L’Evangile

« Moi, je vous dis de ne pas jurer du tout » (Mt 5, 33-37)

Alléluia. Alléluia.
Incline mon cœur vers tes exigences ;
fais-moi la grâce de ta loi, Seigneur.
Alléluia. (Ps 118, 36a.29b)

Évangile de Jésus Christ selon saint Matthieu

En ce temps-là,
Jésus disait à ses disciples :
    « Vous avez encore appris qu’il a été dit aux anciens :
Tu ne manqueras pas à tes serments,
mais tu t’acquitteras de tes serments envers le Seigneur.

    Eh bien ! moi, je vous dis de ne pas jurer du tout,
ni par le ciel, car c’est le trône de Dieu,
    ni par la terre, car elle est son marchepied,
ni par Jérusalem, car elle est la Ville du grand Roi.
    Et ne jure pas non plus sur ta tête,
parce que tu ne peux pas
rendre un seul de tes cheveux blanc ou noir.
    Que votre parole soit “oui”, si c’est “oui”,
“non”, si c’est “non”.
Ce qui est en plus vient du Mauvais. »

Sa réflexion

La simplicité du « oui » et du « non »

Dans l’Évangile de Matthieu, au chapitre 5, versets 33 à 37, Jésus nous invite à une profonde réflexion sur la parole donnée et la sincérité de nos engagements. Il aborde la question des serments, une pratique courante à son époque pour renforcer la crédibilité d’une affirmation. Pourtant, Jésus ne se contente pas de réformer cette pratique ; il nous pousse à un niveau d’exigence bien plus élevé.

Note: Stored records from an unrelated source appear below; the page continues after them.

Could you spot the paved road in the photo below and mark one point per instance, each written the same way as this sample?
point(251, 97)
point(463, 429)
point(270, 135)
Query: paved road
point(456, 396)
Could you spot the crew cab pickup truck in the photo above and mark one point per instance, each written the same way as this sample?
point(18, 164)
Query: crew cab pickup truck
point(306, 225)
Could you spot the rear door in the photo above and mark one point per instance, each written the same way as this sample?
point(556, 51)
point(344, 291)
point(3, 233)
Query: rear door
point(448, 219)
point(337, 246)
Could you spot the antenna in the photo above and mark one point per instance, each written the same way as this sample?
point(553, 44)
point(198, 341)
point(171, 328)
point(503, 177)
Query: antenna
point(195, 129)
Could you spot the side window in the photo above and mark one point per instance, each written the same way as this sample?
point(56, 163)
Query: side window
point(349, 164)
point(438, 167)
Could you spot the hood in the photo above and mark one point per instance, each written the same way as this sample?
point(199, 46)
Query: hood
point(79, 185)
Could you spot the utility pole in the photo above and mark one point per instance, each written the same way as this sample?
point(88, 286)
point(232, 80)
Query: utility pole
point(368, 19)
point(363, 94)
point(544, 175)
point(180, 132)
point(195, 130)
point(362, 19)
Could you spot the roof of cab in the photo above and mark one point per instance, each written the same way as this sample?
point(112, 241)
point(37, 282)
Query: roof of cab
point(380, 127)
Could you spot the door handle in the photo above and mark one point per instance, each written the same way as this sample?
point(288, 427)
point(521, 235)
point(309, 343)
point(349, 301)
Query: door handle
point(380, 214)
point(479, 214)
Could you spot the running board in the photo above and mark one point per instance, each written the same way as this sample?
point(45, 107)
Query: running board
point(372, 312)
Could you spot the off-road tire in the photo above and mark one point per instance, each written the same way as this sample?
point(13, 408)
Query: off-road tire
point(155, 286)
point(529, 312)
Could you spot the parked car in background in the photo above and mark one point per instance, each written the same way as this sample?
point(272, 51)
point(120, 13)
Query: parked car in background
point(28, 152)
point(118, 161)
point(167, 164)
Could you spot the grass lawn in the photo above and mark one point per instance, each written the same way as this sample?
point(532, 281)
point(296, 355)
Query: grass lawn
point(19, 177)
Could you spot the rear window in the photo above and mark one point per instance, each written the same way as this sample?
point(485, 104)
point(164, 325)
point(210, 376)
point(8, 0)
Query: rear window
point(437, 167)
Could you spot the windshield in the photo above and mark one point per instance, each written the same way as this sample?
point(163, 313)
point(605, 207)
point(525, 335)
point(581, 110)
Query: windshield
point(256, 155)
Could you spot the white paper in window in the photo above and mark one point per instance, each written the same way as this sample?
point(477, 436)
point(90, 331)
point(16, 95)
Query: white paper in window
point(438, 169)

Il nous dit de ne pas jurer, ni par le ciel, ni par la terre, ni même par notre propre tête. Cette interdiction n’est pas une simple règle religieuse, mais une invitation radicale à la transparence et à l’intégrité. Pourquoi ne devrions-nous pas jurer ? Parce que nous ne sommes pas maîtres de ces éléments, ni même de notre propre vie. Nous ne pouvons ajouter un seul cheveu blanc ou noir à notre tête. Le serment est souvent une tentative de donner à notre parole une force qu’elle devrait déjà posséder par elle-même.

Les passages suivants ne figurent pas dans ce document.